Hopped on the scale on January 1st and was given an instant jolt of reality. It’s a shame there isn’t a “Biggest Gainer” competition somewhere. I’m really good at stacking on weight.

In the list of quotes off to the side there is one that says “A goal without a plan, is a wish”. So my New Year’s Resolution is to plan better.
Using the information in my previous post, I put together my weight loss plan. I created an 8 month goal with monthly goals as well. Maybe it should be every 2 weeks, but I’ll adjust as necessary.

The amount of weight I need to lose between now and August 1st is reasonable if you look at the amount of weight I need to lose each week to accomplish it. So that is the graph that I am using as my “This is realistic” guide.

Of course, that long slowly descending line leading to  Aug 1st isn’t really how I’m planning for things to happen. My first bit of being unreasonable is my plan/hope that I lose much quicker earlier in the plan, and then become much more reasonable as time rolls on. Monthly loss percentages I’m planning on. (6.5, 3.7, 2.8, 2.8, 2.4, 2.4, 1.8).
I’m weighing it heavily in the front because I’d like to feel less calorie restricted once I’m into race season. Also, there’s the added benefit of being at race weight DURING race season.

The 2nd bit of unreasonable in the plan above is my August Goal. My goal weight is a number that I have no memory of seeing on the scale. It’s 9 pounds under my High School graduation weight. It’s also about 14 pounds lighter than I’ve ever been for any race I’ve ever competed in.

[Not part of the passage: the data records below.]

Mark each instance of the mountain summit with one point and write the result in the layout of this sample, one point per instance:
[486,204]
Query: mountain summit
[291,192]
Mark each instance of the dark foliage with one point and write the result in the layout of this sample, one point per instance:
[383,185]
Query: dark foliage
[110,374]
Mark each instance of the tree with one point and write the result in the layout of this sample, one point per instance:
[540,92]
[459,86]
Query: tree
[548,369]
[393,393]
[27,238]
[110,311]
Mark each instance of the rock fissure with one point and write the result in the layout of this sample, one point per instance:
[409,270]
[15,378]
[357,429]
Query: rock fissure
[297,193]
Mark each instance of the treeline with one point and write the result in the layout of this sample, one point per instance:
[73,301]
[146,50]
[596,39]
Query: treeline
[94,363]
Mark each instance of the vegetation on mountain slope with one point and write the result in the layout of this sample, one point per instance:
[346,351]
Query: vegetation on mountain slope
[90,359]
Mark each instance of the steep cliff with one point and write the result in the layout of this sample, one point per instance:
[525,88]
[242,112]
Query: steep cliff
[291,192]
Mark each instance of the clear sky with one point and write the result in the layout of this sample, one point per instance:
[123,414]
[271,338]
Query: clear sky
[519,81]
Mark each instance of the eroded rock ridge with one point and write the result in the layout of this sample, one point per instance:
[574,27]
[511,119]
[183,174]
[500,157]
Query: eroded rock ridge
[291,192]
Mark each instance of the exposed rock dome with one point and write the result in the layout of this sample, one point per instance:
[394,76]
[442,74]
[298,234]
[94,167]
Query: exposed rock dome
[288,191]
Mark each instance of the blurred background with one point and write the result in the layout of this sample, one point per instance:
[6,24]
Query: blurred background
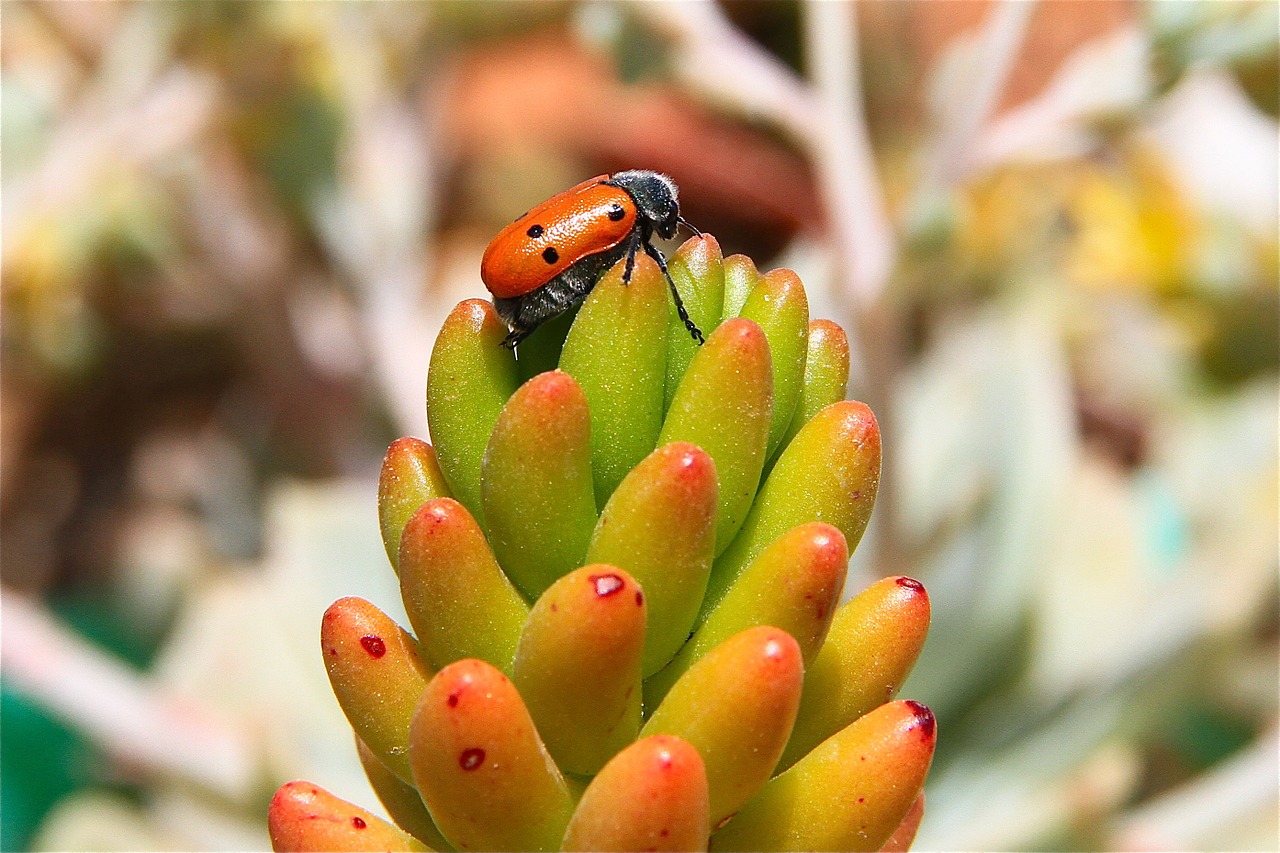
[231,231]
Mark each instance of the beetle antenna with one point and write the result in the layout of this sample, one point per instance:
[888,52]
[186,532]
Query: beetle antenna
[652,251]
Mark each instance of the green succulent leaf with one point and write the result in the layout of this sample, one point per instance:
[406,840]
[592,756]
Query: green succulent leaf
[410,478]
[780,306]
[736,706]
[617,352]
[376,673]
[661,527]
[723,405]
[650,797]
[305,817]
[795,584]
[469,381]
[828,473]
[826,374]
[577,666]
[536,482]
[740,279]
[483,771]
[698,270]
[401,799]
[456,596]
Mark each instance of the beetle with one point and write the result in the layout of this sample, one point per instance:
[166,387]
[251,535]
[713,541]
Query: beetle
[551,258]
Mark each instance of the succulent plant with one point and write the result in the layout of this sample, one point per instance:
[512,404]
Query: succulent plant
[624,579]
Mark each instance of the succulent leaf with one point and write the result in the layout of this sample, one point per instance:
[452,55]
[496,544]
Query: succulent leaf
[795,584]
[723,406]
[682,646]
[698,270]
[577,666]
[456,596]
[780,306]
[376,671]
[850,793]
[538,492]
[900,842]
[305,817]
[469,381]
[828,473]
[483,771]
[401,799]
[740,278]
[650,797]
[869,651]
[826,374]
[410,478]
[736,706]
[659,525]
[611,351]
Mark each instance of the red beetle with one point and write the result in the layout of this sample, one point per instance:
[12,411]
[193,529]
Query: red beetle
[549,259]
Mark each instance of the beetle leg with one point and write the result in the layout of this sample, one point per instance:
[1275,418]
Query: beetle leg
[652,251]
[515,337]
[631,256]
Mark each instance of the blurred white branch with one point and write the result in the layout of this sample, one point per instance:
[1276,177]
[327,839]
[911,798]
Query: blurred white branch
[1232,804]
[123,711]
[970,95]
[841,147]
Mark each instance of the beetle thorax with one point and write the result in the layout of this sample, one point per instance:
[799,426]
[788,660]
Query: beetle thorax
[656,197]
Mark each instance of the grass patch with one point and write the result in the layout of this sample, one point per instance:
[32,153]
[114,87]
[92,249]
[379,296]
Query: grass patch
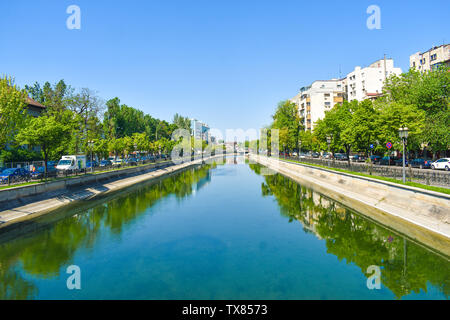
[411,184]
[77,176]
[19,185]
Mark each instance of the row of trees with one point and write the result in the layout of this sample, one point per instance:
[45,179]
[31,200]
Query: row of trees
[418,101]
[78,121]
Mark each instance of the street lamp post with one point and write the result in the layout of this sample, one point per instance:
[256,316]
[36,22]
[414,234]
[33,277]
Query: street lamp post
[91,145]
[329,143]
[403,132]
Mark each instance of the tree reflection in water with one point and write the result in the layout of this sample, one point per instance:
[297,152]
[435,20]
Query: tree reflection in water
[406,267]
[44,253]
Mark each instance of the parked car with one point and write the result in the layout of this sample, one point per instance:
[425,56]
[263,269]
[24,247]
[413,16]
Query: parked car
[357,158]
[375,159]
[388,161]
[105,163]
[52,164]
[93,164]
[118,162]
[14,175]
[39,173]
[399,162]
[340,156]
[131,161]
[441,164]
[421,163]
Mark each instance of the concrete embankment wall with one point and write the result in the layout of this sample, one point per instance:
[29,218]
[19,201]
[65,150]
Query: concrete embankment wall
[420,214]
[20,213]
[52,186]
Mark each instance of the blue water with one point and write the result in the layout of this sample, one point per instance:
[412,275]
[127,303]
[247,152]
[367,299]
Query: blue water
[217,232]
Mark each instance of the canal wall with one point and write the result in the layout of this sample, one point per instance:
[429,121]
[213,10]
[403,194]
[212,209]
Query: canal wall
[41,199]
[14,193]
[420,214]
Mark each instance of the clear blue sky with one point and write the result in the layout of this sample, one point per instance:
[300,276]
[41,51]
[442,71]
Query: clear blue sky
[225,62]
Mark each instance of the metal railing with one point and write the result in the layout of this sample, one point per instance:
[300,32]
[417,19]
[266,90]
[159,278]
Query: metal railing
[424,176]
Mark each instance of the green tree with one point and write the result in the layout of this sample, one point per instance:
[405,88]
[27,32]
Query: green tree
[287,120]
[394,115]
[46,132]
[13,111]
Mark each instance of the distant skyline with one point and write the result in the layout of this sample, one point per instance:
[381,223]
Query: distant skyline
[226,63]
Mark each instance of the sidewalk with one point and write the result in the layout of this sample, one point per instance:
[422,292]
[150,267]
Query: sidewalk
[46,203]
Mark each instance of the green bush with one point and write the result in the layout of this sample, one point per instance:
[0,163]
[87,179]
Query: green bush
[19,155]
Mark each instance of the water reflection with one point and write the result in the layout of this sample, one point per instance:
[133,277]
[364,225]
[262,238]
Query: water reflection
[42,254]
[406,267]
[162,248]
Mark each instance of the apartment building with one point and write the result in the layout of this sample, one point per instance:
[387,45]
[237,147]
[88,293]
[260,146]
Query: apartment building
[430,59]
[320,96]
[367,83]
[200,130]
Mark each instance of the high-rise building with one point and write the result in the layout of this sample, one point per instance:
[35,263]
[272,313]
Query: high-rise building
[200,130]
[430,59]
[360,84]
[320,96]
[368,82]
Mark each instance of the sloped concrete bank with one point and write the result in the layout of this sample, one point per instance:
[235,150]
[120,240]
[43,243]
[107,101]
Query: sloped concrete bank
[19,211]
[420,214]
[12,194]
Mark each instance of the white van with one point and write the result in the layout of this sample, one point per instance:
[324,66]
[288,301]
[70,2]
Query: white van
[72,163]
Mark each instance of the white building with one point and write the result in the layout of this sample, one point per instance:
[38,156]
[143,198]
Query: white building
[320,96]
[200,130]
[367,83]
[431,59]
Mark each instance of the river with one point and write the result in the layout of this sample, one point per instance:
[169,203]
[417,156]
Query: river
[219,231]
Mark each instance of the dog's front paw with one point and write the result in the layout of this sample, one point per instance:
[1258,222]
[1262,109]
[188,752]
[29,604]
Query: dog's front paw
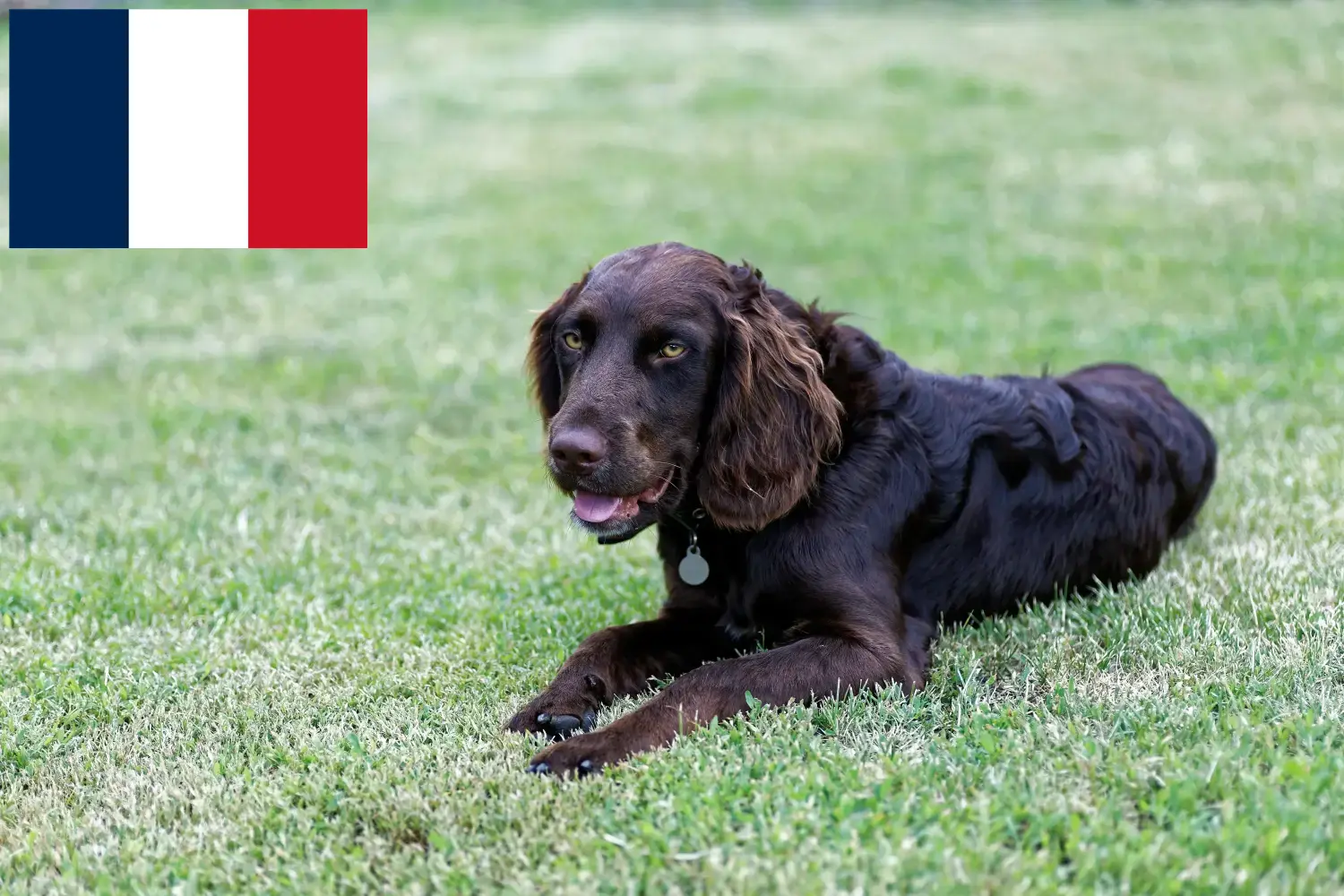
[582,755]
[561,711]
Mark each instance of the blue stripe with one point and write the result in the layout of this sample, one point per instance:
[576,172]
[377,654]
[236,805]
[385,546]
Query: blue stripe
[69,128]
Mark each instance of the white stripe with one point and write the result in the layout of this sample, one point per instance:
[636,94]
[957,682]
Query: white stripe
[188,128]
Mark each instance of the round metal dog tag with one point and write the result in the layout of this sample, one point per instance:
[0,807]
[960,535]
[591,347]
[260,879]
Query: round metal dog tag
[693,568]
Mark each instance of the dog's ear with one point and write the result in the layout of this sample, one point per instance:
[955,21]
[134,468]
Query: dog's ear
[542,368]
[774,421]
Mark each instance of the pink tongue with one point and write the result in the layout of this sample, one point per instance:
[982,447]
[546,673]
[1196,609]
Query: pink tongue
[594,508]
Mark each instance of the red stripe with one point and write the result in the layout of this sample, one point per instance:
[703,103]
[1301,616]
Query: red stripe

Wait!? Is that healthy? Yes it probably is. I just think I’ve spent so much time “overweight” I barely know what “healthy weight” feels like.

13 days in and my first month goal is very much in reach. This should be the toughest month. Although the toughest challenge this month may be the last weekend of January when I run the Manhattan Half Marathon. It will be hard to keep away from over eating the rest of the day.

Fueling for the 13.1 properly will be a challenge. Keep in mind I’ll be happy to just get the miles in as a training run, but I’d be happier if I could “race”. If for nothing else other than use it as a benchmark moving forward this season.

Alright, as for other challenges I’ve created for myself: My overall strength isn’t that great so I’ve started doing more strength training. I’m lifting weights from time to time but there are 3 things I’m really focusing my attention on.
Ab Ripper X, my pushup plan and Lunges. I’m making sure I do each of these things at least every 4th day. (I’m shooting for every 3 but sometimes it’s not possible).
The good news here is I can already tell a difference after less than 2 weeks.

I’m mixing other stuff in as well but I’m being careful not to do too much too soon. I have plenty of time to improve, so no need to rush.

I updated the race calendar on the right side of the page here to reflect this year’s dates. Those are just possible races. The only ones that are on the schedule are.
Columbia Triathlon (Olympic)
Newfound Lake Triathlon (Olympic) (Previously Mooseman)
Mont Tremblant 70.3

If I had to guess at what happens after that.
NJ State Olympic (as I’ve never done this and it’s nearby)
Kinzua Country Tango (probably as a relay)
Old Orchard Beach Rev 3 70.3
NJ Grand Fondo
Buckman Triathlon
NYC Marathon

That doesn’t include the 8 other NYRR races I’ll do this year. That is a bunch of events and it would be fun but I’m guessing I’ll not get to do all of them. I’ll take what I can get. I have a feeling this is going to be a good year!